The average temperature was 0.17°C higher than in 2016, the previous record year–this is quite a significant jump. Photo: Damian Gadal_Wikimedia Commons

2023 world’s hottest year ever; reached very close to 1.5°C warming limit

Last year was the hottest year on record by a huge margin. According to the EU’s Copernicus Climate Change Service (CCCS), the planet was 1.48°C warmer in 2023 than pre-industrial levels—almost reaching the 1.5°C warming limit set in the Paris Agreement. The average temperature was 0.17°C higher than in 2016, the previous record year–this is quite a significant jump. The main causes were record CO2 emissions coupled with El Nino. 

Land on which Rabi crop was sown in 2023 lower than 2022; erratic rainfall to blame?

India’s Rabi crop production may be low for the season, according to preliminary data. Acreage is approximately 1,651,000 hectares less than usual, with pulses experiencing the lowest acreage, according to the data. Changes in rainfall patterns is most likely the reason for the fall. The government records show rabi crop was sown on 62.96 million hectares of land until December 2023. The current season’s sowing area has decreased by 1.65 million hectares. The sowing of pulses has also seen a decline last year, with gram cultivation suffering the most serious hit. Karnataka, Maharashtra, Rajasthan, Odisha, Andhra Pradesh, Chhattisgarh and Gujarat among states affected. 
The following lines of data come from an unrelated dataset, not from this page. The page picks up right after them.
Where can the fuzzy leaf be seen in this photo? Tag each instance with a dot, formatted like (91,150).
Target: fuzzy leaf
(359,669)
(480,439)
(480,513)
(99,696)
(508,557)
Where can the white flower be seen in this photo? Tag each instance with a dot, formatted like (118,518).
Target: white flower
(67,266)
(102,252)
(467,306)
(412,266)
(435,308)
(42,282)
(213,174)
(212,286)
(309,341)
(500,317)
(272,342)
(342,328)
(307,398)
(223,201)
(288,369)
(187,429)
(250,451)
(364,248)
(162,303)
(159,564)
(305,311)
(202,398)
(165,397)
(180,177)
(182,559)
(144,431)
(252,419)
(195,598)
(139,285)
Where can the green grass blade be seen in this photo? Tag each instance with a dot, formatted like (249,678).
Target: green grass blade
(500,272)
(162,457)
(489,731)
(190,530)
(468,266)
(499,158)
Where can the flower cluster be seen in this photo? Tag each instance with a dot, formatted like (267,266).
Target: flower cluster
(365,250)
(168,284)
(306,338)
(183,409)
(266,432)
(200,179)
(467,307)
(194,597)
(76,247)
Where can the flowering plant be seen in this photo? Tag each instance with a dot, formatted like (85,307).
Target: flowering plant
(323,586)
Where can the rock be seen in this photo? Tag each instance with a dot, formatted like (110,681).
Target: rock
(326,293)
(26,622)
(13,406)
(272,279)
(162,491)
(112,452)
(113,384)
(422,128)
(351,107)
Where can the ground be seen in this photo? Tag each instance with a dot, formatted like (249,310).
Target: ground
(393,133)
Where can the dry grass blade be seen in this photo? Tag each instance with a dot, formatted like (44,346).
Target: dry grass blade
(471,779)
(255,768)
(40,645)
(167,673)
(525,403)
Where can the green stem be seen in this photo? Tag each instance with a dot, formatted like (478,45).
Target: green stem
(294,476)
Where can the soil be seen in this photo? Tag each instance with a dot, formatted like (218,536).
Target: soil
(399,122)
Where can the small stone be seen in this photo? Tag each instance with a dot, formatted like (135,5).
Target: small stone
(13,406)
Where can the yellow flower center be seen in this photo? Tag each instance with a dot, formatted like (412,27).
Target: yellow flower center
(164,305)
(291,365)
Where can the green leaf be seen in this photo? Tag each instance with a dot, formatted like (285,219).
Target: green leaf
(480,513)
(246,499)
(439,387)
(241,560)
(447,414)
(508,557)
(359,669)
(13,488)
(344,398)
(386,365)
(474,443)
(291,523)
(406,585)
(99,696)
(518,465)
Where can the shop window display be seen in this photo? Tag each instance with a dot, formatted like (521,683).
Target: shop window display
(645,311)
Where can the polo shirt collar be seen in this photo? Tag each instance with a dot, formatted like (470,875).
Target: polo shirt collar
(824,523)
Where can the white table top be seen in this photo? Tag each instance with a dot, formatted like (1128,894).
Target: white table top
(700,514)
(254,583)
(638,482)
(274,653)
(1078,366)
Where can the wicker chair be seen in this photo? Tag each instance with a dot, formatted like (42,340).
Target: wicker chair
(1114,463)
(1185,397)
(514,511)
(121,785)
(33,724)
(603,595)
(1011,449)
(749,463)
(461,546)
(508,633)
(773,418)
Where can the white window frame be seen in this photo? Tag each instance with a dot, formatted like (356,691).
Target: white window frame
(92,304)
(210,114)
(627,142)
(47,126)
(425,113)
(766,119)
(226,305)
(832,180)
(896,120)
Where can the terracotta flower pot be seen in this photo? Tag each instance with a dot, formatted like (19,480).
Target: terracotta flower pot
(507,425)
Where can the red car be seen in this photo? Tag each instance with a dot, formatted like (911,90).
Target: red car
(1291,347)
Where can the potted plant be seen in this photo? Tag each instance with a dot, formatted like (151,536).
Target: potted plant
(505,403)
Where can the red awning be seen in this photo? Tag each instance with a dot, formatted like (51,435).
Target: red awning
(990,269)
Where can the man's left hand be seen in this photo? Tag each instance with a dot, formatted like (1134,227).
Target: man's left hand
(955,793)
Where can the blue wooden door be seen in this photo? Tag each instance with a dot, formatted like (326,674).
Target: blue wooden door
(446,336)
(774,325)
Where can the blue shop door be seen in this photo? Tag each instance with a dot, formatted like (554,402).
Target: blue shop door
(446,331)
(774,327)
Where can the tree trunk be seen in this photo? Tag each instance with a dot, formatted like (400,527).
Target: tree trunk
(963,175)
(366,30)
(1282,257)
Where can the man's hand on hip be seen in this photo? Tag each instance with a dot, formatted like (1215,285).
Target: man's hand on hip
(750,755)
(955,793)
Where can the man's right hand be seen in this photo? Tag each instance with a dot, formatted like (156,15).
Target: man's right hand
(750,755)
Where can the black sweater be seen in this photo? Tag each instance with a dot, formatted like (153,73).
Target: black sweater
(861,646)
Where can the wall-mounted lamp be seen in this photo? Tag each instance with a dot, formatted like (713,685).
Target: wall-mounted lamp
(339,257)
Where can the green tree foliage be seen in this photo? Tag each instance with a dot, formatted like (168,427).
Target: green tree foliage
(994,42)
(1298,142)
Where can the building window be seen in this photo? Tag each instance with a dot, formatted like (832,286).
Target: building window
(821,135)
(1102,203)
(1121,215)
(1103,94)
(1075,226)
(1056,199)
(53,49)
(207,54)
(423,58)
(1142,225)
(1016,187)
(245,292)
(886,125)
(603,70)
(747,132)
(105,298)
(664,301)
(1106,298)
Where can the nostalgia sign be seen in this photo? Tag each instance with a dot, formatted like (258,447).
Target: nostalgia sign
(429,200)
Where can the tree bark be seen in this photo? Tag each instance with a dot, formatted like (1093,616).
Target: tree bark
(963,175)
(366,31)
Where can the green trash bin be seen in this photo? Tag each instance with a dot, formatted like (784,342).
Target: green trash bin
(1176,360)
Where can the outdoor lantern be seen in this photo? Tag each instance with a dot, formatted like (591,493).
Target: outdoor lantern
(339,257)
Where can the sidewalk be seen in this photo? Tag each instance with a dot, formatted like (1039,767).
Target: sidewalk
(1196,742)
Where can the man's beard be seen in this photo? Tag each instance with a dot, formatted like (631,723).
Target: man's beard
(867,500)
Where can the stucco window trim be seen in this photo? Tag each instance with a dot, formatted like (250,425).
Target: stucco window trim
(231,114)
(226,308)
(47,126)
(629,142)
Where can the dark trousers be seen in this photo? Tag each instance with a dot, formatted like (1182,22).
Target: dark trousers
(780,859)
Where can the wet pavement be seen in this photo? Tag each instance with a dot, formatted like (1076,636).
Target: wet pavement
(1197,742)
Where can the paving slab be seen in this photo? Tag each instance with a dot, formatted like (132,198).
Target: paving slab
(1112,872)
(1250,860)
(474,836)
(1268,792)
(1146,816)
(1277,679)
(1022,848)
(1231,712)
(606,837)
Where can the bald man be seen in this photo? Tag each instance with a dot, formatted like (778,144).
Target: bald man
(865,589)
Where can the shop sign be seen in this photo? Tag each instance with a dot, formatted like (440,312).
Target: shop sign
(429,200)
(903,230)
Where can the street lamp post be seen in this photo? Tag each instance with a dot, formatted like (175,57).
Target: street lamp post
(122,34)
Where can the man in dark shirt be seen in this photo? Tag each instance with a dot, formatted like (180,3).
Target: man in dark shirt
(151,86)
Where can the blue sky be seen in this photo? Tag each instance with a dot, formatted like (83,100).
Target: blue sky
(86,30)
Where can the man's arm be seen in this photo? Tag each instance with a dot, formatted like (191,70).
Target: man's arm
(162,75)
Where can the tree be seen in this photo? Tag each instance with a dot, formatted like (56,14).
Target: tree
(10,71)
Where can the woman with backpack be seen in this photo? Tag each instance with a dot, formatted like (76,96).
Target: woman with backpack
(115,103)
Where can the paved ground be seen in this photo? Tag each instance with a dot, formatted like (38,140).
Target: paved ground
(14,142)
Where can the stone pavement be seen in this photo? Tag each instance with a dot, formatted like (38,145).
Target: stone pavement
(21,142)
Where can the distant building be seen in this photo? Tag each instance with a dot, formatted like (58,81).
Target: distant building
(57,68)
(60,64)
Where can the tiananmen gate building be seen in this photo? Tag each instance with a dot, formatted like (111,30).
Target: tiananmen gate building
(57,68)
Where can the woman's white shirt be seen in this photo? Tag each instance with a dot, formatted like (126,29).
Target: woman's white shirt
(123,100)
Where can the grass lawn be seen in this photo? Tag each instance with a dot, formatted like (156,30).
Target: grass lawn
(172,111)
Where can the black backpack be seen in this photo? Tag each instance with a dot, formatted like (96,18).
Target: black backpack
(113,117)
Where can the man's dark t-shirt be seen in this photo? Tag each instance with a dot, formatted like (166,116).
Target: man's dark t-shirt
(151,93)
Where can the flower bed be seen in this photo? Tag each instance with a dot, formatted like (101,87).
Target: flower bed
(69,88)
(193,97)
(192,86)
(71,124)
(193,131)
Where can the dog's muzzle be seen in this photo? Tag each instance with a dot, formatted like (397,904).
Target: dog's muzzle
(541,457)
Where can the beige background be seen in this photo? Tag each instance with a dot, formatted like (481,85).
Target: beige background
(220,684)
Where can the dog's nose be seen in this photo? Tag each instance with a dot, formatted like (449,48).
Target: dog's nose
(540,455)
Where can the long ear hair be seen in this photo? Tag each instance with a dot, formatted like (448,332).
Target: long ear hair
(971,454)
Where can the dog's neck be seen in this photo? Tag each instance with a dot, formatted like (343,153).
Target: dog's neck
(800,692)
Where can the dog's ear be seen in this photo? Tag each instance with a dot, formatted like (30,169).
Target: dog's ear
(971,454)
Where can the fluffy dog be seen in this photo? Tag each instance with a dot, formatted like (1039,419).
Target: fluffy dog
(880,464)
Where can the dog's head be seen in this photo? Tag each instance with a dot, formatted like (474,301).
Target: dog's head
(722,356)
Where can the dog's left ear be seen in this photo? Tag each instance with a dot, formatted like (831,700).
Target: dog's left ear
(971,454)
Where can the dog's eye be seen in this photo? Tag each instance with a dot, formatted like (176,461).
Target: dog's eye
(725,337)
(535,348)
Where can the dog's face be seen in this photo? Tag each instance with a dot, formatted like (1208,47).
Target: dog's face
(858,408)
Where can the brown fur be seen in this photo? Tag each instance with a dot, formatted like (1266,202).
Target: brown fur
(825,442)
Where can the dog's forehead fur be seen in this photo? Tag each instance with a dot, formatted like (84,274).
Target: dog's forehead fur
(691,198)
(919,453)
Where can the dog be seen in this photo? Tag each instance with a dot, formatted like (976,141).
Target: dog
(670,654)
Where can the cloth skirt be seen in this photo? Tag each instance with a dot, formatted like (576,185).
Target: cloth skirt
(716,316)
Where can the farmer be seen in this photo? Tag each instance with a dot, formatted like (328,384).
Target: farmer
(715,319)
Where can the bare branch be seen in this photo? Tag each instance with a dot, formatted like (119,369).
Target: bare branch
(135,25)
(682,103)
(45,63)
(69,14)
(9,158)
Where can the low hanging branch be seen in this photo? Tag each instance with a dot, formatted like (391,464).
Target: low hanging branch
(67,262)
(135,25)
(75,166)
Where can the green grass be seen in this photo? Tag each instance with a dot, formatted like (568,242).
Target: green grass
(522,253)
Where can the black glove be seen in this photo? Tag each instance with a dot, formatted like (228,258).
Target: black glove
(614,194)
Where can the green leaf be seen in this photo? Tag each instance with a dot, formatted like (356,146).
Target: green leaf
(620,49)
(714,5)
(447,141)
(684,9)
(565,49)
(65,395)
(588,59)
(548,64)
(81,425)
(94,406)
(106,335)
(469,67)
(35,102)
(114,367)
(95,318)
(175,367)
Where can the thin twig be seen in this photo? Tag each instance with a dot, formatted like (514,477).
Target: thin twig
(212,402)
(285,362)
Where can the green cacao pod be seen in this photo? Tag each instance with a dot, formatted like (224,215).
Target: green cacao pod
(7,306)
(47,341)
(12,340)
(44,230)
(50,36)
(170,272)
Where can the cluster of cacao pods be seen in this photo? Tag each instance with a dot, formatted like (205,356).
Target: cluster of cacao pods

Not enough land available to implement biodiversity targets along with mitigation strategies: Study

The lack of available land could prove to be an impediment in implementing biodiversity targets and climate mitigation measures, according to a recent study. The research published in the journal Frontiers in Climate stated countries have pledged 120 million square kilometres for land-based carbon dioxide removal (CDR) to achieve net-zero goals. This includes afforestation or reforestation, peatland management, and soil carbon sequestration, among others. In 2022, nations agreed on a biodiversity “30×30” target, which aims to safeguard 30% of the world’s terrestrial and marine areas by 2030. 

All of these targets depend on land use and are in conflict with each other, the study stated. It recommended governments should prioritise degraded lands for CDR activities to minimise the conflict with regions valuable for biodiversity. 

Today’s CO2 concentration highest in 14 million years: Study

A new study mapped changes in atmospheric levels of CO2 in the past 66 million years. It found that today’s concentration–420 parts per million—is higher than it has ever been over the past 14 million years. The study, published in the journal Science, tried to reconstruct CO2 concentrations going back until the Cenozoic era, when dinosaurs turned extinct and mammals first began roaming the Earth. 

In order to measure CO2 levels from so long ago, the scientists relied on direct evidence such as air bubbles in glaciers, which carry evidence of CO2 levels going back 800,000 years, along with indirect evidence such as isotopes in minerals and the morphology of fossilised leaves, among other things.